Dr S Gurushankar, Chairman, Meenakshi Mission Hospital & Research Centre
With NEET, the policy makers have introduced a system in which students are evaluated on a new, higher standard. This gives a clear advantage to students from cities, as the quality of education in rural areas is substandard. Rural students need to study extra hours and take additional coaching to merely keep up with city-bred students in the race to become a doctor. Almost all NEET coaching centers exist in cities, none in villages. In this situation, how can one expect a rural student to become a doctor except with super-human effort?
The tragic death of Anitha is not just another suicide, but a symptom of denial of equal opportunities to students from rural areas. The urban bias of NEET will lead to a situation where students from cities will gradually monopolize medical admissions.
Upon graduation, they will have a very high tendency to shun rural areas which offer almost no opportunities to earn money or build a career. Over the coming years, NEET can seriously undermine the rural healthcare system.
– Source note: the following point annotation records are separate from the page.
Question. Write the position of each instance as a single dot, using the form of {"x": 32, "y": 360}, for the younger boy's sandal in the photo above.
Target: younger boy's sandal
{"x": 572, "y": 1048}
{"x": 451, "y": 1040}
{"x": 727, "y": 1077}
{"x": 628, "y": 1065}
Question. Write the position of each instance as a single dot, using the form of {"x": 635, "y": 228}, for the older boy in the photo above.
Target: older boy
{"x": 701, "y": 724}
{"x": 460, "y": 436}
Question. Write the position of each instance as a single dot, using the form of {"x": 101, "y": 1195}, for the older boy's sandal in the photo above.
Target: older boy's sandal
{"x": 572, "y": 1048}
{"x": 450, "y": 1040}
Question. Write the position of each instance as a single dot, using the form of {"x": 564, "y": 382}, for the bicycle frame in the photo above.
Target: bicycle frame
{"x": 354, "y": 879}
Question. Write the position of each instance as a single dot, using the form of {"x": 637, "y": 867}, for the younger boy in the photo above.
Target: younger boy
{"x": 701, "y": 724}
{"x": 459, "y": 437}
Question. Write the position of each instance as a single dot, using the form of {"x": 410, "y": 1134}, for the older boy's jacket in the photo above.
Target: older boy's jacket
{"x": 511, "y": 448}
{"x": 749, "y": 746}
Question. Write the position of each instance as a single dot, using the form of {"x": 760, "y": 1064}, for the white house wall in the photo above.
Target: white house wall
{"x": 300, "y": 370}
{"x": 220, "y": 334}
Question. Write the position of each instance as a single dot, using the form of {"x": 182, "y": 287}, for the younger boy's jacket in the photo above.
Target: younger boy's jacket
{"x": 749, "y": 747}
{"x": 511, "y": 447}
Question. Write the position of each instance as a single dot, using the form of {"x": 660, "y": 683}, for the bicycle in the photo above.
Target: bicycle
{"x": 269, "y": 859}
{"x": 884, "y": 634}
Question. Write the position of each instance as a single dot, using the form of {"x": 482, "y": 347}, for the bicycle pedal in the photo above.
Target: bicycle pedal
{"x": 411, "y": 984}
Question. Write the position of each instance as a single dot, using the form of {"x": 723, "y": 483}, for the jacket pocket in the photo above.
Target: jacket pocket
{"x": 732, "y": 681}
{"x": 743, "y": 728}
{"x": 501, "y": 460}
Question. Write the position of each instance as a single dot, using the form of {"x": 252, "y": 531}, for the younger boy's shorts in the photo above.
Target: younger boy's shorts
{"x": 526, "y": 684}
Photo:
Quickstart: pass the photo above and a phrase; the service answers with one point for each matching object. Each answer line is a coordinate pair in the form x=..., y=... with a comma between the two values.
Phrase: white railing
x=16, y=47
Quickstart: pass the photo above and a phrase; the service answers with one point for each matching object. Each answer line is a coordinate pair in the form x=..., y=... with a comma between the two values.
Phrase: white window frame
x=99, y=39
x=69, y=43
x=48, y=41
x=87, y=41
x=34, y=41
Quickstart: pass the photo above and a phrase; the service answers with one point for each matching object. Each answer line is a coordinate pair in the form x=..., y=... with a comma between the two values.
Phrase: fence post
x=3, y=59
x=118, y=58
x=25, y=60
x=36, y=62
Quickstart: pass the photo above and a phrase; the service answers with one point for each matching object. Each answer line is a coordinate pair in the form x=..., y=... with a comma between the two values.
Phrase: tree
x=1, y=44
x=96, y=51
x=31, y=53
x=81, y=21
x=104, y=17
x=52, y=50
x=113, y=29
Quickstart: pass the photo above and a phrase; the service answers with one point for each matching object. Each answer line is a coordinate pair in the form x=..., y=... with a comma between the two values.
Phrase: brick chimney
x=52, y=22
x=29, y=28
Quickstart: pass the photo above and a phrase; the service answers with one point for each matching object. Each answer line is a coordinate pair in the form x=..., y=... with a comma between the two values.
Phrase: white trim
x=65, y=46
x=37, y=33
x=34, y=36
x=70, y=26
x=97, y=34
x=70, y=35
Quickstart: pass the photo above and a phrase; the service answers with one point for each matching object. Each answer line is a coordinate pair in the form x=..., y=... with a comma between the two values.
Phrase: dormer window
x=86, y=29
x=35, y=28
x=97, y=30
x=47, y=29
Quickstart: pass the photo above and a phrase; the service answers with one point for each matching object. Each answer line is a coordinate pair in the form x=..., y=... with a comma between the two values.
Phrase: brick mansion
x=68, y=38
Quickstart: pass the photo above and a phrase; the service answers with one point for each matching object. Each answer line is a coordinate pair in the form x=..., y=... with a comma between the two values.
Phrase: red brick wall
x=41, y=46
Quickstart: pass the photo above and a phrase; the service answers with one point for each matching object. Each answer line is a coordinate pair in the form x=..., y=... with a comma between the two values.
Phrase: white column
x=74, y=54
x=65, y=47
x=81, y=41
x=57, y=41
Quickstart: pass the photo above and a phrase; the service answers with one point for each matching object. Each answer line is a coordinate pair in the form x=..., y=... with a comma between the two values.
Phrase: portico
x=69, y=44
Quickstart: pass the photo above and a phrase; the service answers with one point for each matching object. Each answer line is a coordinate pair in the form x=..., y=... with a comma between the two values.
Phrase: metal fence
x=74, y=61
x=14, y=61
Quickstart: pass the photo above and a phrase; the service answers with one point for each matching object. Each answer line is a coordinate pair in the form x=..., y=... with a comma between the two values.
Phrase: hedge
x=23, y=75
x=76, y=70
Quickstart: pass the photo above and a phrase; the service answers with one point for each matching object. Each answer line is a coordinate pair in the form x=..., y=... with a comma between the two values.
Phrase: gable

Patients in villages will have no access to even primary healthcare, as no doctors would be available to staff rural hospitals.
Policy makers should understand that NEET is not merely about medical admissions, but has wider ramifications. It risks becoming another burden for healthcare entrepreneurs like me who are already struggling to open hospitals in rural areas in the absence of any incentive from the Government. Plans to open new hospitals in villages and semi-urban areas of Tamil Nadu will be hit if it becomes difficult to find doctors willing to work in rural areas. This will worsen the already decrepit rural healthcare. Our villages have already lost the battle for water and agriculture. Should they also stop hoping for basic healthcare facilities?